Este tercer largometraje de Claude Chabrol constituye, a mi entender, una rareza, merecedora de alguna atención. En efecto, confluyen en esta película tres tendencias estéticas, que se combinan en ella de un modo inevitablemente inestable, dando lugar a los patentes desequilibrios, pero también a las -siempre interesantes- oquedades y ambigüedades de sentido, que su manera de formalizar la narración de esta trama de infidelidad conyugal e inestabilidad familiar conlleva. Así:
- Por una parte, la película constituye una primera (aún irregular en sus resultados) aproximación al retrato, que Chabrol ensayaría una y otra vez a lo largo de su obra, de la hipocresía y de las relaciones de poder y de violencia inherentes al modelo de familia burguesa (que es algo más que una familia nuclear: es una familia nuclear que administra en común un patrimonio, que le dota de su razón de ser).
- Constituye también, en segundo lugar, un ejercicio (no inhabitual en el cine de la época, tanto en el francés como en el británico o el norteamericano) de narración de una situación dramática de huis clos.
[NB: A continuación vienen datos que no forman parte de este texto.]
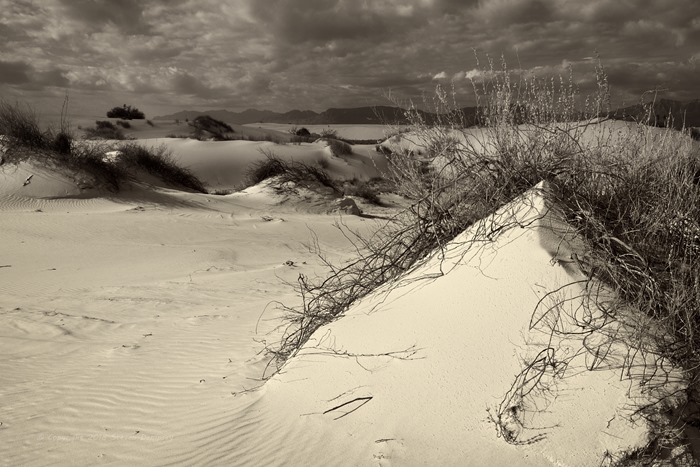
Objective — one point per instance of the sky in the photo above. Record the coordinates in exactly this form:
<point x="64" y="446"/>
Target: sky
<point x="168" y="55"/>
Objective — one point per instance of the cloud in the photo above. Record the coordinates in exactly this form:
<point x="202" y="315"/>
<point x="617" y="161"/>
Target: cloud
<point x="25" y="76"/>
<point x="320" y="53"/>
<point x="125" y="15"/>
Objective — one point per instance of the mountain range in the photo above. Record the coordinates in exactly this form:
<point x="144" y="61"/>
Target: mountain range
<point x="658" y="112"/>
<point x="358" y="115"/>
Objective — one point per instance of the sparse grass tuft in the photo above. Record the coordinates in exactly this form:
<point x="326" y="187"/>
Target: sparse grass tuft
<point x="368" y="190"/>
<point x="104" y="130"/>
<point x="339" y="148"/>
<point x="159" y="162"/>
<point x="295" y="172"/>
<point x="24" y="141"/>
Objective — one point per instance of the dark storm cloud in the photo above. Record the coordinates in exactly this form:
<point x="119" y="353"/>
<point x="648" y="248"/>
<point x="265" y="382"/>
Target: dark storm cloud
<point x="327" y="20"/>
<point x="25" y="76"/>
<point x="126" y="15"/>
<point x="315" y="54"/>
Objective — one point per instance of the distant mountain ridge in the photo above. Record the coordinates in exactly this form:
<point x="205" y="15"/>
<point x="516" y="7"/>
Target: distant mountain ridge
<point x="682" y="114"/>
<point x="358" y="115"/>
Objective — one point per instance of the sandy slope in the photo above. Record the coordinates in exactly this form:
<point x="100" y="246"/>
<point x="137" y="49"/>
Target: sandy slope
<point x="127" y="327"/>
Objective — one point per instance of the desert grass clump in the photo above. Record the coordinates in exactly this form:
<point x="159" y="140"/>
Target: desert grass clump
<point x="299" y="173"/>
<point x="104" y="129"/>
<point x="339" y="148"/>
<point x="20" y="127"/>
<point x="206" y="126"/>
<point x="368" y="190"/>
<point x="24" y="140"/>
<point x="158" y="162"/>
<point x="84" y="160"/>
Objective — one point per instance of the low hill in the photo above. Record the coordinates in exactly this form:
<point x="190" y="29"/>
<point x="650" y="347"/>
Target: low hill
<point x="682" y="114"/>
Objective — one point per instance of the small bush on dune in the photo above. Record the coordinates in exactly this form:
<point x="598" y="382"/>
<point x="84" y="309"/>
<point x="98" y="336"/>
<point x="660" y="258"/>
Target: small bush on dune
<point x="206" y="125"/>
<point x="104" y="130"/>
<point x="339" y="148"/>
<point x="126" y="112"/>
<point x="158" y="162"/>
<point x="295" y="172"/>
<point x="20" y="126"/>
<point x="366" y="190"/>
<point x="24" y="140"/>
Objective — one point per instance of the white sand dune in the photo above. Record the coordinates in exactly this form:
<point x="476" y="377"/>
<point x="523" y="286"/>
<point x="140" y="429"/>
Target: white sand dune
<point x="128" y="327"/>
<point x="407" y="375"/>
<point x="126" y="321"/>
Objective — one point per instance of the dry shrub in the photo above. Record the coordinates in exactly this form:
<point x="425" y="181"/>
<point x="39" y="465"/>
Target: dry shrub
<point x="158" y="162"/>
<point x="633" y="197"/>
<point x="24" y="140"/>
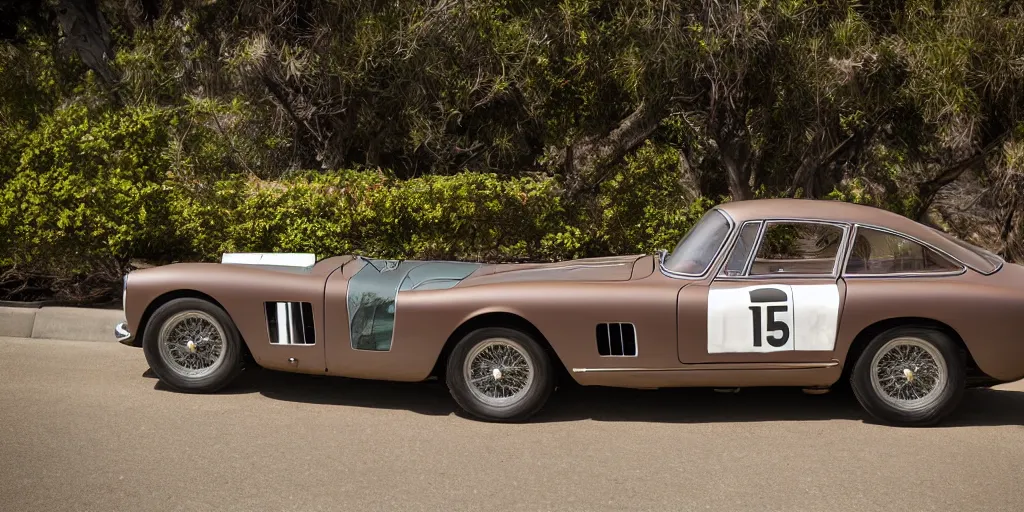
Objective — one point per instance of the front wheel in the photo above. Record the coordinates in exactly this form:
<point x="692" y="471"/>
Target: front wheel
<point x="193" y="345"/>
<point x="909" y="376"/>
<point x="500" y="374"/>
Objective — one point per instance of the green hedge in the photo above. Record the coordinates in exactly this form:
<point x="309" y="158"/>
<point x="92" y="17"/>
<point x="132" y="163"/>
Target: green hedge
<point x="84" y="194"/>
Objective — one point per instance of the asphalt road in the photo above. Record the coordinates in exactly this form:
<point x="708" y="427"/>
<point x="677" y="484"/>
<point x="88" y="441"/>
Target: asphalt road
<point x="85" y="427"/>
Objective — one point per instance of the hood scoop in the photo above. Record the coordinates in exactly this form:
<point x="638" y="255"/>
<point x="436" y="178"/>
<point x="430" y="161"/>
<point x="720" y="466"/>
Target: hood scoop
<point x="270" y="259"/>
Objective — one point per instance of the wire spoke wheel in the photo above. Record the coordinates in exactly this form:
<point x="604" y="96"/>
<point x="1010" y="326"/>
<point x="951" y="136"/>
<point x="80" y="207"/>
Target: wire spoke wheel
<point x="499" y="372"/>
<point x="908" y="374"/>
<point x="192" y="344"/>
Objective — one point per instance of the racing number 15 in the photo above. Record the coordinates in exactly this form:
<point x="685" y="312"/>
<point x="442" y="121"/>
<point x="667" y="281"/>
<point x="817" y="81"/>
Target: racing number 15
<point x="773" y="325"/>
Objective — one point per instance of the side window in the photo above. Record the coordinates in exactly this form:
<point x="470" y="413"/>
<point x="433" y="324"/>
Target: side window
<point x="880" y="252"/>
<point x="802" y="248"/>
<point x="741" y="250"/>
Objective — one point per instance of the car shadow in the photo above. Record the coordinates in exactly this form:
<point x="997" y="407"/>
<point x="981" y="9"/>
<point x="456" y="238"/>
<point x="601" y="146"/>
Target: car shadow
<point x="573" y="402"/>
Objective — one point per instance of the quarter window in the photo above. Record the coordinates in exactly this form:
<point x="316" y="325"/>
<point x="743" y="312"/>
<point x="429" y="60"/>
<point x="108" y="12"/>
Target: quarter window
<point x="877" y="252"/>
<point x="741" y="250"/>
<point x="798" y="248"/>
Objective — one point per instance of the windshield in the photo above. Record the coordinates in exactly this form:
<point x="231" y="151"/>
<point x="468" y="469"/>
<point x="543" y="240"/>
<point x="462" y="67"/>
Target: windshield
<point x="697" y="249"/>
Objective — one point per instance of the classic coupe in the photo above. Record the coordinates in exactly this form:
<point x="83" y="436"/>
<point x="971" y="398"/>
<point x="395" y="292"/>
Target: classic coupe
<point x="797" y="293"/>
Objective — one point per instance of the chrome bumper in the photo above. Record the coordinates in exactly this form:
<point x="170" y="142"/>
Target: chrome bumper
<point x="122" y="334"/>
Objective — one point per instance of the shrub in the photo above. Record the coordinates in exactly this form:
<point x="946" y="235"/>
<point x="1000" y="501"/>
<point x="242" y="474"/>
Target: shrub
<point x="86" y="195"/>
<point x="92" y="190"/>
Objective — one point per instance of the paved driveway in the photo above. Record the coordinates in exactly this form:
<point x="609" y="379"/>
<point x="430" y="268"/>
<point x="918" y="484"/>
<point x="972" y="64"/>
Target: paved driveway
<point x="85" y="427"/>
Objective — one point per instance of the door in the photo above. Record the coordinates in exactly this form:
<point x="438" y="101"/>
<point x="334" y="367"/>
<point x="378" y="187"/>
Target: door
<point x="780" y="305"/>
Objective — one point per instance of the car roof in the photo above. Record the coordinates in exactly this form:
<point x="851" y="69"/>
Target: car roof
<point x="838" y="211"/>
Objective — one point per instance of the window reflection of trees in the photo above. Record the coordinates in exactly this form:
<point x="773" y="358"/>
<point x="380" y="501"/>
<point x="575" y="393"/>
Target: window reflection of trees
<point x="797" y="241"/>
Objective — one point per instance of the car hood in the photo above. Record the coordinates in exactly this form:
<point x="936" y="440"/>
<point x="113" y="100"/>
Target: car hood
<point x="593" y="269"/>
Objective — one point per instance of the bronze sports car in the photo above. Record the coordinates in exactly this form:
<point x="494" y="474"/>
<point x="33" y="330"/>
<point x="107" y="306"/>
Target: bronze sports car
<point x="759" y="293"/>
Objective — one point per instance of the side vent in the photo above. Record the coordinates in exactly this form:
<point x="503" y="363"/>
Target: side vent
<point x="291" y="323"/>
<point x="616" y="339"/>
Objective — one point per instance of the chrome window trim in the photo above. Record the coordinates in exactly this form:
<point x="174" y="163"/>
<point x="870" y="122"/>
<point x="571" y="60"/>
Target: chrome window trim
<point x="712" y="267"/>
<point x="940" y="252"/>
<point x="837" y="265"/>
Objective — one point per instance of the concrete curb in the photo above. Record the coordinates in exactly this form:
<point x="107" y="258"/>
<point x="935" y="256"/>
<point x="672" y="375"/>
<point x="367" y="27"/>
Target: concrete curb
<point x="75" y="324"/>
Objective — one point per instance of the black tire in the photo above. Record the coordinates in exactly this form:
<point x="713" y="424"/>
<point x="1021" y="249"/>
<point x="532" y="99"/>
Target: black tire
<point x="228" y="368"/>
<point x="531" y="399"/>
<point x="937" y="408"/>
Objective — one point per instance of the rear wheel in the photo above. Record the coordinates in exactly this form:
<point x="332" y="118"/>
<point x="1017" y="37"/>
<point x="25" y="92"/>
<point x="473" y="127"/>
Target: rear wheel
<point x="193" y="345"/>
<point x="500" y="374"/>
<point x="909" y="376"/>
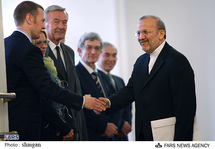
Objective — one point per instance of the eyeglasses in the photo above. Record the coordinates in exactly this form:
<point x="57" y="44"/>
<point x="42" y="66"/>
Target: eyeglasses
<point x="144" y="32"/>
<point x="90" y="48"/>
<point x="40" y="43"/>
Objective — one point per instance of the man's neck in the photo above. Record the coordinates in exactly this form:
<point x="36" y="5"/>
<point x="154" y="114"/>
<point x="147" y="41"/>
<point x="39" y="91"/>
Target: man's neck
<point x="56" y="42"/>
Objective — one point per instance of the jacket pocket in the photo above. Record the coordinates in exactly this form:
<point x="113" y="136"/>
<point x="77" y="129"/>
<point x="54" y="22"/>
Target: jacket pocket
<point x="163" y="129"/>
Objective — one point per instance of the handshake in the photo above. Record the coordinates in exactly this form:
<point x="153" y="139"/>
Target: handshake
<point x="98" y="105"/>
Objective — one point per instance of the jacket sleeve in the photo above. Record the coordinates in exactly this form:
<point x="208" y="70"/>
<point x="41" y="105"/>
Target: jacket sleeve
<point x="36" y="73"/>
<point x="184" y="99"/>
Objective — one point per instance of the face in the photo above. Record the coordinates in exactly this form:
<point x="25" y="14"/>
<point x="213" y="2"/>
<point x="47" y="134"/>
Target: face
<point x="150" y="36"/>
<point x="38" y="24"/>
<point x="56" y="26"/>
<point x="42" y="43"/>
<point x="108" y="58"/>
<point x="90" y="52"/>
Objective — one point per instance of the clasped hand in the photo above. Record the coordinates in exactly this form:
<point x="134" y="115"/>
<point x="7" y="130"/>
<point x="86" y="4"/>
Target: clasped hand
<point x="93" y="103"/>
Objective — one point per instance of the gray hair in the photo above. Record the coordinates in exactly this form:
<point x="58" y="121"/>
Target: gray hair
<point x="54" y="8"/>
<point x="89" y="36"/>
<point x="23" y="9"/>
<point x="105" y="44"/>
<point x="159" y="22"/>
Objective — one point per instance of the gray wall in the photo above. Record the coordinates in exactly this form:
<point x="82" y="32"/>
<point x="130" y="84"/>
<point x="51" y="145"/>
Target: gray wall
<point x="190" y="27"/>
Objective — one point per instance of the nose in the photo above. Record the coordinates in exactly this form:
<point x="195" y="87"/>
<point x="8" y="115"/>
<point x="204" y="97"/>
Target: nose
<point x="141" y="36"/>
<point x="93" y="50"/>
<point x="60" y="25"/>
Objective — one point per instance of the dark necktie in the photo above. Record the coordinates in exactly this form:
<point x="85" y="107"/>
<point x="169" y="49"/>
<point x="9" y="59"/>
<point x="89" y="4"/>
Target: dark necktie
<point x="112" y="81"/>
<point x="95" y="77"/>
<point x="59" y="59"/>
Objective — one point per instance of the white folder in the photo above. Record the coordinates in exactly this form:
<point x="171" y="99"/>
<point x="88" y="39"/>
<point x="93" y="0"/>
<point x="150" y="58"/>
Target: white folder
<point x="164" y="129"/>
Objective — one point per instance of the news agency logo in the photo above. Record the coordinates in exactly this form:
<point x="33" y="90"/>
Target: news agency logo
<point x="158" y="145"/>
<point x="11" y="137"/>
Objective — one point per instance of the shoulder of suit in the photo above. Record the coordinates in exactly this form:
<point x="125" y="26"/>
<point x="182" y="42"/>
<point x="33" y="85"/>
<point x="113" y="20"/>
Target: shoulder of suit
<point x="66" y="46"/>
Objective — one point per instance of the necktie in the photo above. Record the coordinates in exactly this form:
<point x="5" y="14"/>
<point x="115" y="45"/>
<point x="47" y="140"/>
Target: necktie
<point x="111" y="81"/>
<point x="150" y="65"/>
<point x="59" y="59"/>
<point x="95" y="77"/>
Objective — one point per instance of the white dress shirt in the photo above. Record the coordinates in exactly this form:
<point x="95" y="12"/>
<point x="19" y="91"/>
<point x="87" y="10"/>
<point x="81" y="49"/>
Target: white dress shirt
<point x="52" y="47"/>
<point x="154" y="56"/>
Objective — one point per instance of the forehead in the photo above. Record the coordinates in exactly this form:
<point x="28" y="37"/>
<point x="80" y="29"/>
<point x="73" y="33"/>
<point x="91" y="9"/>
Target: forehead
<point x="40" y="13"/>
<point x="57" y="14"/>
<point x="148" y="23"/>
<point x="42" y="37"/>
<point x="95" y="42"/>
<point x="109" y="49"/>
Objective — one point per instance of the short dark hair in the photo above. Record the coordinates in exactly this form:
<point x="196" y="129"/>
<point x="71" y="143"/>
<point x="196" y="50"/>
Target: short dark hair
<point x="54" y="8"/>
<point x="89" y="36"/>
<point x="23" y="9"/>
<point x="159" y="22"/>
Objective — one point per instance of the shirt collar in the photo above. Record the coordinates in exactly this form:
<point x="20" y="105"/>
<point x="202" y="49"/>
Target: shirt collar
<point x="25" y="33"/>
<point x="89" y="69"/>
<point x="157" y="51"/>
<point x="52" y="45"/>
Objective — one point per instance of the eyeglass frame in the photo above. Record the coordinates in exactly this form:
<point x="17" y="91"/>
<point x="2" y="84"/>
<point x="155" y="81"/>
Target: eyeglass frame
<point x="90" y="48"/>
<point x="41" y="43"/>
<point x="145" y="32"/>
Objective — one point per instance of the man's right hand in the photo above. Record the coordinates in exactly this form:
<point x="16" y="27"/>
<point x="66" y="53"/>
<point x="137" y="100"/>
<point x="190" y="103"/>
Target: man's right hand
<point x="110" y="130"/>
<point x="92" y="103"/>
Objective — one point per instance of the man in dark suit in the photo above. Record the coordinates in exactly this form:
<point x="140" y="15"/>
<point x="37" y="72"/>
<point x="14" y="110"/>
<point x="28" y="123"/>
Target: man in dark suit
<point x="28" y="77"/>
<point x="106" y="62"/>
<point x="56" y="19"/>
<point x="163" y="90"/>
<point x="100" y="127"/>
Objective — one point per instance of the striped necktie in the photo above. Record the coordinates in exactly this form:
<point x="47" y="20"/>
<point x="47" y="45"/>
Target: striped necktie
<point x="95" y="77"/>
<point x="111" y="81"/>
<point x="59" y="59"/>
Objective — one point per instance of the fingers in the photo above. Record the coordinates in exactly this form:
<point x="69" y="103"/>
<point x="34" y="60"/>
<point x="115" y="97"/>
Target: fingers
<point x="105" y="102"/>
<point x="94" y="104"/>
<point x="69" y="136"/>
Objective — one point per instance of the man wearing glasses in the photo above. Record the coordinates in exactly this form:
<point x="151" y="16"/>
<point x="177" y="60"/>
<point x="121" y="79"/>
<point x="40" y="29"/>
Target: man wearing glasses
<point x="56" y="19"/>
<point x="162" y="86"/>
<point x="95" y="82"/>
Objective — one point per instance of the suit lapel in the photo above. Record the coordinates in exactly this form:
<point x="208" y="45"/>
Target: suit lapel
<point x="70" y="67"/>
<point x="61" y="74"/>
<point x="159" y="62"/>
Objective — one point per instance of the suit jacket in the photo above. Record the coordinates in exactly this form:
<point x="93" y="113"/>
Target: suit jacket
<point x="28" y="78"/>
<point x="126" y="114"/>
<point x="168" y="91"/>
<point x="96" y="124"/>
<point x="73" y="85"/>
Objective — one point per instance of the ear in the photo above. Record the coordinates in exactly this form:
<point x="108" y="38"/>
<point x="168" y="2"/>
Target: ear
<point x="79" y="51"/>
<point x="162" y="33"/>
<point x="29" y="18"/>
Situación esta -de encierro de los personajes en práctica unidad de acción, lugar y tiempo- que, por influencia teatral, se pensaba propicia al desarrollo de enfrentamientos entre personajes y a la creación de situaciones de revelación de la verdad subyacente a los mismos. Es éste, no obstante, probablemente el aspecto de la película que más ha envejecido, por su tendencia a la retórica melodramática y a la palabrería un tanto engolada. (Al cabo, es evidente, À double tour no es -digamos- Baby doll o The misfits.)
- Pero acaso lo más interesante de la película (cuando menos, lo que más me ha interesado a mí) sea el estilo visual elegido por Chabrol para formalizar la narración. Y es que, en efecto, se trata de un estilo notoriamente llamativo: la selección de las perspectivas desde las que componer los planos (con algunas notoriamente inusuales: a vista de pájaro, por ejemplo) y el estilo de montaje -la descomposición de las escenas en numerosos planos- empleado (especialmente en las escenas más relevantes desde el punto de vista dramático) llaman particularmente la atención. De hecho, mi primera reacción, al ver la película, fue acordarme de Vertigo (1958) y, en general, del estilo formalista y alambicado desarrollado por Alfred Hitchcock (tan admirado, como es sabido, por los directores de la nouvelle vague francesa procedentes de Cahiers du Cinéma). que me parece enormemente influyente en las formas adoptadas.
La cuestión, por supuesto, es que -a diferencia de lo que ocurre en el cine de Hitchcock- existe en este caso una evidente inadecuación entre forma audiovisual e historia narrada. Parece, así, que nos hallásemos ante un auténtico ensayo, en el doble sentido de este ambiguo término: prueba y experimento (aquí, de la potencialidad expresiva de recursos formales que el director admiraba y estaba empezando a dominar), pero también obra que desarrolla y evalúa una idea (aquí, estética, acerca cómo debe ser el cine).
En todo caso, es la observación de esas ambigüedades y contradicciones, de los tientos, y también de los fracasos, que Chabrol ensaya y obtiene, los que hacen que contemplar una película como À double tour (obra que, en sí misma considerada, resulta fallida) sea interesante.